The Parcel Post service was introduced in 1883, following the Royal Assent to the Post Office (Parcels) Act of 1882.

In 1890 horse-drawn mail carts were introduced nationally for rural deliveries but I am not sure at the moment as to how this affected the Plymouth area.

A pillar-box was erected in Valletort Road, Devonport, in July 1891, from which letters were cleared at 8.40am, 10.55am, 1.20pm, 2.50pm 4.40pm, 6.45pm, 7.25pm, 9pm and 11.05pm on weekdays and at 6.45 and 11.05pm on Sundays.

The last delivery on Saturdays, at 8.35pm, was apparently abolished in Devonport in October 1893.  The Devonport postmen held a smoking concert at Payne's Hotel, Fore Street, on Saturday October 21st 1893 to celebrate the fact.  Their senior postman, Mr John Waller, was chosen as chairman for the evening.

On and from November 1st 1893 Money Order, Savings Bank and Telegraph Money business already being transacted at the Devonport Head Post Office on weekdays between 7am and 10pm, was extended to all of Devonport's sub-post offices on weekdays, except Wednesdays, between 8am and 8pm.  On Wednesdays the sub-post offices closed at 4pm. 

The cost of posting a letter was at an all-time low in 1897, when up to 4 ounces in weight could be sent for one penny.  The cost of postage never fell that low again.

Wages rates paid to workers in the Post Office were very varied and a postman in Devonport was probably on different pay from his opposite number in Exeter.  In 1907 the rates in the provinces were unified into seven "classes", class 7 receiving between 15s at age 19 to 24s at age 51 and those at class 1 receiving between 19s and 36s.

During the Great War it once again cost a penny to post a letter up to one ounce in weight.  The four ounce letter of 1897 cost 2d.

Devonport was amalgamated into Plymouth on November 9th 1914.

The Penny Post came to an end on June rd 1918, when the minimum cost went up to 1 pence although the minimum weight went up to 4 ounces.

When the Great War ended in 1918 there were a large number of motor vehicles up for disposal by the military authorities and it may have been this that spurred the Post Office to purchase its first motor vans in 1919.   There were 48 of them at first so they were probably confined to the London area.   The introduction of motor vehicles throughout the provinces seems to have been a subject of tremendous argument as it was not felt that it was saving any expense, except on the rural services.

In 1920 postage cost 2 pence but that covered a letter of anything up to three ounces in weight.  In 1922 an intermediate 1 pence rate was introduced for letters up to one ounce and in 1923 that was increased to two ounces.

A major event took place in Plymouth in 1928, although without any ceremony.  On Sunday March 25th the sorting office was transferred from the General Post Offices in both Plymouth and Devonport to a new Postal Sorting Office at Pennycomequick.  It opened the following day.

Motor-cycles were introduced nationally in 1932 for the use of the telegram boys or messengers, who had to be aged 17 years at minimum.

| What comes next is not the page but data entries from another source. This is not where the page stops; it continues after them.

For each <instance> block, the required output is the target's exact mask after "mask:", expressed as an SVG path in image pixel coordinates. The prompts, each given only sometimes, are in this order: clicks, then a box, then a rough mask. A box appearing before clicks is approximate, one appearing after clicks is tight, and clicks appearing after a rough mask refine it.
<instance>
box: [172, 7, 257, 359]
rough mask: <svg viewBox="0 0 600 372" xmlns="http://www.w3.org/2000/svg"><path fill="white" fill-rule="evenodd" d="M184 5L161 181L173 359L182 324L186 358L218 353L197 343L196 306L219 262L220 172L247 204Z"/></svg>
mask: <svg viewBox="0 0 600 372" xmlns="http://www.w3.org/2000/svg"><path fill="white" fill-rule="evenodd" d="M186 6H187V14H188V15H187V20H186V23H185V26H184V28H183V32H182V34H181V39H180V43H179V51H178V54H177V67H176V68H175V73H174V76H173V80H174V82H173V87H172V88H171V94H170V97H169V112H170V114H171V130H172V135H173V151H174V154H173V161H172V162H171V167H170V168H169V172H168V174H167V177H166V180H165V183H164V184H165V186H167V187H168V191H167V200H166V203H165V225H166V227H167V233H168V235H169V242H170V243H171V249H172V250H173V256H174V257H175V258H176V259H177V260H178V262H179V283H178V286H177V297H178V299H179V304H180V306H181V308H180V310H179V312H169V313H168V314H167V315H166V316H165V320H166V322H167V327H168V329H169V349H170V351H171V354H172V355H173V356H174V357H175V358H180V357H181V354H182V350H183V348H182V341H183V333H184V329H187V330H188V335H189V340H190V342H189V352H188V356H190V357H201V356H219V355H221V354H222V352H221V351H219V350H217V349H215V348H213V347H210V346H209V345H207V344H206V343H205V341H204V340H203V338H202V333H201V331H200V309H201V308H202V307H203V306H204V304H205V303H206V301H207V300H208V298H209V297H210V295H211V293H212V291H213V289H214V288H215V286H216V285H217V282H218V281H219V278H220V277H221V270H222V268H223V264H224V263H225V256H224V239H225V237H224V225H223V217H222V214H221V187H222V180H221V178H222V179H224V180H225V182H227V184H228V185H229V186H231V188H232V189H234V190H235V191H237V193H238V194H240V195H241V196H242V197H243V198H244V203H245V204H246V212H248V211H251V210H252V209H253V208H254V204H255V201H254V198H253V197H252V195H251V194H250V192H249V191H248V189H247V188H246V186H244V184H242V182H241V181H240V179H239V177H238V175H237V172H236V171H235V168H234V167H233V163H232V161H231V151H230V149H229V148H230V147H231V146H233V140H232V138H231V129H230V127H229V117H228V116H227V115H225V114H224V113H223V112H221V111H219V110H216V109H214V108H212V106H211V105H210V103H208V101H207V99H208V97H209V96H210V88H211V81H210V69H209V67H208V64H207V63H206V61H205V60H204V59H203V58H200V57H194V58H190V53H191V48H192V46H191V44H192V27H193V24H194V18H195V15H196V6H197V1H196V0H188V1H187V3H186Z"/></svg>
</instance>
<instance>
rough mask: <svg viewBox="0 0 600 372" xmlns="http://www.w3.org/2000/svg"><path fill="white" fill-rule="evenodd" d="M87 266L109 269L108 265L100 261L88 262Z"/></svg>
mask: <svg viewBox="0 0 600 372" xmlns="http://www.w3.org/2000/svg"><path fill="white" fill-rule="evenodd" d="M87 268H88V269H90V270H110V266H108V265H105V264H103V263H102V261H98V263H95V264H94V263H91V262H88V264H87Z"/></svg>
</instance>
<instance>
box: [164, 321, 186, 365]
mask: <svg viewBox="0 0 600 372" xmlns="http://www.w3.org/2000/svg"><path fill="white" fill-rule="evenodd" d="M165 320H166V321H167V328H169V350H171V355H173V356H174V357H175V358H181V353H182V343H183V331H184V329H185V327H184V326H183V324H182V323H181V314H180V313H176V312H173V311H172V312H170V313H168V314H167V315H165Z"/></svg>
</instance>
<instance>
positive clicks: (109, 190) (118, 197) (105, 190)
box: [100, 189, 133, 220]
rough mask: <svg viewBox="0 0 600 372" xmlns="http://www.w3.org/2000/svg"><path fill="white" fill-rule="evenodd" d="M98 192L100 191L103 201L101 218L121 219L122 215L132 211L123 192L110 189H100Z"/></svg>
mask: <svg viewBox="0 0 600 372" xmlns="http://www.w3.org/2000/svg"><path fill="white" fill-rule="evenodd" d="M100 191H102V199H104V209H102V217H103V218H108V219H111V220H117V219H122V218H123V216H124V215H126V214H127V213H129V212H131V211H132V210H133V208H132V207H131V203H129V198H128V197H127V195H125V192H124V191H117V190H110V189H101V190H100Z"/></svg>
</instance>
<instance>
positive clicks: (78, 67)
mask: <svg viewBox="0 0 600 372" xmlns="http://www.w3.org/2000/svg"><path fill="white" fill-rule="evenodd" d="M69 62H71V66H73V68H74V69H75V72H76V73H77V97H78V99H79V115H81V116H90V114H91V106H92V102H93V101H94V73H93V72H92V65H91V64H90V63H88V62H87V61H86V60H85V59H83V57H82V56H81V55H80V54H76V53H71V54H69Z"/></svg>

It was announced on Saturday August 9th 1941 that the General Post Office had made ready a fleet of motor vans fitted out as mobile post offices to be rushed to any location in the South West where the post office had been put out of action by enemy raids.  Also ready for use was a prefabricated building with more facilities and even spare sets of post office furniture that could be rushed anywhere it was needed.

In 1969 the General Post Office ceased to be a government department run by the Postmaster General and staffed by civil servants and instead became a public corporation.  By this time the postage for a letter up to 4 ounces was 5 pence.

The Royal Mail's sole right to carry letter post in the United Kingdom ceased after 350 years at midnight on December 31st 2005.